A importância da literacia familiar em debate no Brasil
Enviada em 05/01/2021
Aprovada pela Assembleia Nacional Constituinte, durante o governo do presidente José Sarney, a Constituição de 1988, também denominada Constituição Cidadã, diz que todos os cidadãos tem direito a educação, visando ao pleno desenvolvimento da pessoa e sua aptidão para a ação da cidadania. Nesse contexto, atualmente, a literacia familiar consiste na participação dos pais/cuidadores no processo de aprendizagem da linguagem, da leitura e escrita dos seus filhos, sendo assim, apresenta-se como um dos meios para atingir os objetivos da carta constitucional. Desse modo, a literacia é essencial para o aprendizado da criança, não só para mitigar as desigualdades sociais, mas também para auxiliar a evolução de habilidades cognitivas e fonológicas.
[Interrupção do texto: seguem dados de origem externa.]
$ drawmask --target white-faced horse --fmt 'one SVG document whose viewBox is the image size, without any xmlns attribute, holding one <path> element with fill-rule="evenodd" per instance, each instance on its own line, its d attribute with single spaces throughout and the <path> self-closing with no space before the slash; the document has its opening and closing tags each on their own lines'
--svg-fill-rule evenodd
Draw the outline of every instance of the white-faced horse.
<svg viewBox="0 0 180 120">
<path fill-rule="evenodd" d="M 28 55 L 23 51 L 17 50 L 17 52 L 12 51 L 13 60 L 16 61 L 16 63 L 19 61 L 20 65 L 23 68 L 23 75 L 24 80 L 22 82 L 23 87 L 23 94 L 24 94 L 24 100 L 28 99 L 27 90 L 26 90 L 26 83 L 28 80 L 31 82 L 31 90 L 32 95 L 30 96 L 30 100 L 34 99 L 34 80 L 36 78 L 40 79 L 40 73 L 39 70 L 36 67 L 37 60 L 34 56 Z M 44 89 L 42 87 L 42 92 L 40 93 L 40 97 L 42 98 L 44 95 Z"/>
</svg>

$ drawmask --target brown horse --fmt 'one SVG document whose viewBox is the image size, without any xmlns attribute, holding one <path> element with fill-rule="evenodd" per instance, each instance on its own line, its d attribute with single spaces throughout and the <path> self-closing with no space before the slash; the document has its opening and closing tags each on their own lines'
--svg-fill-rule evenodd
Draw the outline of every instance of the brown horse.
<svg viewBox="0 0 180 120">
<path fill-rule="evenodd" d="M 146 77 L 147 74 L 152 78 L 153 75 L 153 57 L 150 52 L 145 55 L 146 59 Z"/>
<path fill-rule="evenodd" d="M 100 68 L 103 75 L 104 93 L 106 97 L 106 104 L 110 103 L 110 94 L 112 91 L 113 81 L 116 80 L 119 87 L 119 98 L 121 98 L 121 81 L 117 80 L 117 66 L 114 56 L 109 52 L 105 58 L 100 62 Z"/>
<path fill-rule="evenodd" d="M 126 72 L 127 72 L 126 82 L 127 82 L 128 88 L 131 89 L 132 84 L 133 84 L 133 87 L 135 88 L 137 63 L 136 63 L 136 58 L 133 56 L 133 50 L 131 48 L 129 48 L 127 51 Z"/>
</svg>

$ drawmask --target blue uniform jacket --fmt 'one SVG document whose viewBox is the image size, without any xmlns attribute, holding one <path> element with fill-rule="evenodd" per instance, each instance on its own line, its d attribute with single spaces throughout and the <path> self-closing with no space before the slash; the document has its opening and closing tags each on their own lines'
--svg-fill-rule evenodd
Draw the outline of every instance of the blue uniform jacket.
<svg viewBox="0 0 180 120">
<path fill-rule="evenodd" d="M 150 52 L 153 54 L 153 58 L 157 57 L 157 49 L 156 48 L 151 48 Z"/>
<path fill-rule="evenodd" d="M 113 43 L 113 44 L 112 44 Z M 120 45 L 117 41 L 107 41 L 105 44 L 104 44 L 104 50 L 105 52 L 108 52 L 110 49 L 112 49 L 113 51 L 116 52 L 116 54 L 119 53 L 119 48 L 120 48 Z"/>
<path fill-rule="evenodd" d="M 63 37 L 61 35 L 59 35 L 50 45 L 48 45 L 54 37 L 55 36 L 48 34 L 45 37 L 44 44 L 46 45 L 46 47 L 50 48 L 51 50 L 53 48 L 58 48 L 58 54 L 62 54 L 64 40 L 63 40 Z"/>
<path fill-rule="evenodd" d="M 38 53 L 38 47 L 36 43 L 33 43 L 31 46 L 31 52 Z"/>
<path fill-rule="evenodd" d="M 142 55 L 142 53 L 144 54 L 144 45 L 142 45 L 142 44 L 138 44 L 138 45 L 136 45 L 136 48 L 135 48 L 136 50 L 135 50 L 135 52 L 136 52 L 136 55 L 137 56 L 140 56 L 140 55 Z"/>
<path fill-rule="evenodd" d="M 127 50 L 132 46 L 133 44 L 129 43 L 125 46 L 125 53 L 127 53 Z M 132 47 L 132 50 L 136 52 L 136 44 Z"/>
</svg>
Antes de tudo, é essencial compreender que as disparidades econômicas e sociais possibilita o aparecimento de uma lacuna enorme entre a alfabetização de crianças de famílias pobres e ricas, dado que, a qualidade do ensino na rede privada é superior a maioria dos colégios públicos no país. Sob esse viés, de acordo com Thomas Hobbes, teórico político e filósofo inglês, cuja principal obra é “Leviatã”, é dever do Estado garantir boas condições e o bem-estar social da população, caso contrário, deverá ser deposto. Nesse sentido, é crucial que não exista omissão do Estado em garantir meios educacionais para alunos vulneráveis e consequentemente irá abrandar os índices de pobreza no cenário nacional.
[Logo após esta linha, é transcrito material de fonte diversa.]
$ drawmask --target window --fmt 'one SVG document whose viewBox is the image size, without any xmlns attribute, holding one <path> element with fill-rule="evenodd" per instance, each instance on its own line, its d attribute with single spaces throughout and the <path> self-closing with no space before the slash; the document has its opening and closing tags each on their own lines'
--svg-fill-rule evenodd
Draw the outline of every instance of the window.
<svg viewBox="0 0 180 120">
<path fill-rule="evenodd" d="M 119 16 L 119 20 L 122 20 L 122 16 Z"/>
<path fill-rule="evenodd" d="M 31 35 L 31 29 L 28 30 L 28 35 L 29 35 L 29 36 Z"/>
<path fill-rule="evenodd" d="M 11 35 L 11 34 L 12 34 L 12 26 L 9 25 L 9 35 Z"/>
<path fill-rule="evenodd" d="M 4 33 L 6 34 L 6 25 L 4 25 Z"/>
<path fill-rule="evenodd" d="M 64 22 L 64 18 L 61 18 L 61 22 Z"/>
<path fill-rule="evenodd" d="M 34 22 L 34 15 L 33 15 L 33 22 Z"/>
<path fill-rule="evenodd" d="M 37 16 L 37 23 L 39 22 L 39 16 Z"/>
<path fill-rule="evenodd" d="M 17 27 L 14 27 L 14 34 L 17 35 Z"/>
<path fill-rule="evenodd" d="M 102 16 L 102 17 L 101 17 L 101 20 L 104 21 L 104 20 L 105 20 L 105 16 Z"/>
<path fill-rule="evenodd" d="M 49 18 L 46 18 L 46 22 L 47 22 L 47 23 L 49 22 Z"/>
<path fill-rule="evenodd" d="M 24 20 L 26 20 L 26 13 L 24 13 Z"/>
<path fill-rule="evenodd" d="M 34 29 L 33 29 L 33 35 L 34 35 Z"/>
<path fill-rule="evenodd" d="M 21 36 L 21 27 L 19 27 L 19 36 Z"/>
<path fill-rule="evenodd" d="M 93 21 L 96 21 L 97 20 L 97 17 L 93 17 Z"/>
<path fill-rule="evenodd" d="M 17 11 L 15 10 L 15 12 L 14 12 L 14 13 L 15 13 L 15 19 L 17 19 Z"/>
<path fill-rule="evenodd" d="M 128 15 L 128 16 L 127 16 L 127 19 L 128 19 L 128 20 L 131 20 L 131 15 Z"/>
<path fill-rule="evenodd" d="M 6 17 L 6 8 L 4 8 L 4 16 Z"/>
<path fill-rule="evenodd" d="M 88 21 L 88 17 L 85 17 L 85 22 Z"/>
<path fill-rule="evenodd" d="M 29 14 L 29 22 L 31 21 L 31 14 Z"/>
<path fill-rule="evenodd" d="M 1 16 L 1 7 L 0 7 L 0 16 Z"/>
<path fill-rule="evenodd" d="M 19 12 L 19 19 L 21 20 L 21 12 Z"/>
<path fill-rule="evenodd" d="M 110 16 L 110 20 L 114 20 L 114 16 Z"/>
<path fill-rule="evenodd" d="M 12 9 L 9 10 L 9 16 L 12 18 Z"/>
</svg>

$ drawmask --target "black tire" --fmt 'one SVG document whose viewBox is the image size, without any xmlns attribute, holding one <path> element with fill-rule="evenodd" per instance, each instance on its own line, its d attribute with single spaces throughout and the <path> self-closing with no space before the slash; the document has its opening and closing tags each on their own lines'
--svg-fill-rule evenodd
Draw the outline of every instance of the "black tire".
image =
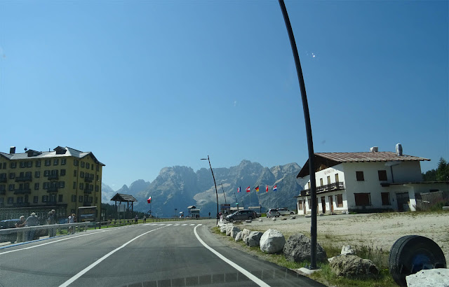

Ademais, a música inserida em uma situação pedagógica adequada e relacionada com práticas de alfabetização, as condutas artísticas, proporcionam caráter lúdico à aprendizagem, desenvolvendo a memória e atenção, além de amparar o processo cognitivo e fonológico. Nessa perspectiva, segundo Arthur Schopenhauer, filósofo alemão, a música é a vitória do sentimento sobre o conhecimento. Dessa maneira, quando cantamos algo progredimos na linguagem oral e na leitura, e quando nós compomos progredimos na escrita, além de ser uma forma de entender o passado e ilustrar o nosso presente.
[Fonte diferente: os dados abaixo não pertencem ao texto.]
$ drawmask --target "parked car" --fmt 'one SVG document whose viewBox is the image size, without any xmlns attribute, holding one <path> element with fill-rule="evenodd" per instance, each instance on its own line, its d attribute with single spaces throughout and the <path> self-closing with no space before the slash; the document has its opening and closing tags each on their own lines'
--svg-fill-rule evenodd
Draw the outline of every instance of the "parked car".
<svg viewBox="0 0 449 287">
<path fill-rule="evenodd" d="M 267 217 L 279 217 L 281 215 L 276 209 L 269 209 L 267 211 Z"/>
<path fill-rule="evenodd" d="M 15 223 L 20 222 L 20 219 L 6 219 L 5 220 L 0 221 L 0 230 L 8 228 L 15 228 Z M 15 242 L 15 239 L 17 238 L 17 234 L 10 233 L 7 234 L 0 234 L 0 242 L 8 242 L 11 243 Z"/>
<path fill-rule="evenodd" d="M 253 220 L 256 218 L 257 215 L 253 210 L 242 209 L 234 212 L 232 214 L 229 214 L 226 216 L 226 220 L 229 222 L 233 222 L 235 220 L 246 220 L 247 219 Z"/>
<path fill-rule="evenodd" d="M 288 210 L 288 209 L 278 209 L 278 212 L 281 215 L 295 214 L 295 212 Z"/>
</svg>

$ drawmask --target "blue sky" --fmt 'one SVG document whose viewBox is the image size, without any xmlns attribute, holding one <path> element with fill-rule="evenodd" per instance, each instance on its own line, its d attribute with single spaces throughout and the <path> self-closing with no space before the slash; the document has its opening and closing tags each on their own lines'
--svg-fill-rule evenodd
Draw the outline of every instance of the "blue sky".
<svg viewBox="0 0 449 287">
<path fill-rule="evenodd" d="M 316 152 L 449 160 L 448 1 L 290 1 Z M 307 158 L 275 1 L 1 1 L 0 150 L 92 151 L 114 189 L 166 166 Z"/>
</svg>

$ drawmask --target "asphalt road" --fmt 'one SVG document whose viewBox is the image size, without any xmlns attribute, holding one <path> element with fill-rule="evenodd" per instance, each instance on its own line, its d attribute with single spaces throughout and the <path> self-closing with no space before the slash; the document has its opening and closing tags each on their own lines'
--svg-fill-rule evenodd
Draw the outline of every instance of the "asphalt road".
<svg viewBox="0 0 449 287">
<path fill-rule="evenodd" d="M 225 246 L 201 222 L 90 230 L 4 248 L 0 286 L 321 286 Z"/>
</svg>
Portanto, é inegável a importância da literacia familiar nos dias atuais, contudo, é pouco difundido entre os familiares. Dessa forma, é necessário que o Tribunal de Contas da União direcione capital que, por intermédio do Ministério da Educação, será revertido na criação de acervos de livros digitais ou físicos em bibliotecas públicas.Desse jeito, por meio de propagandas será discutido a relevância da leitura em ambiente familiar, a fim de conceder educação a todos. Desse jeito, metas constitucionais serão realizadas.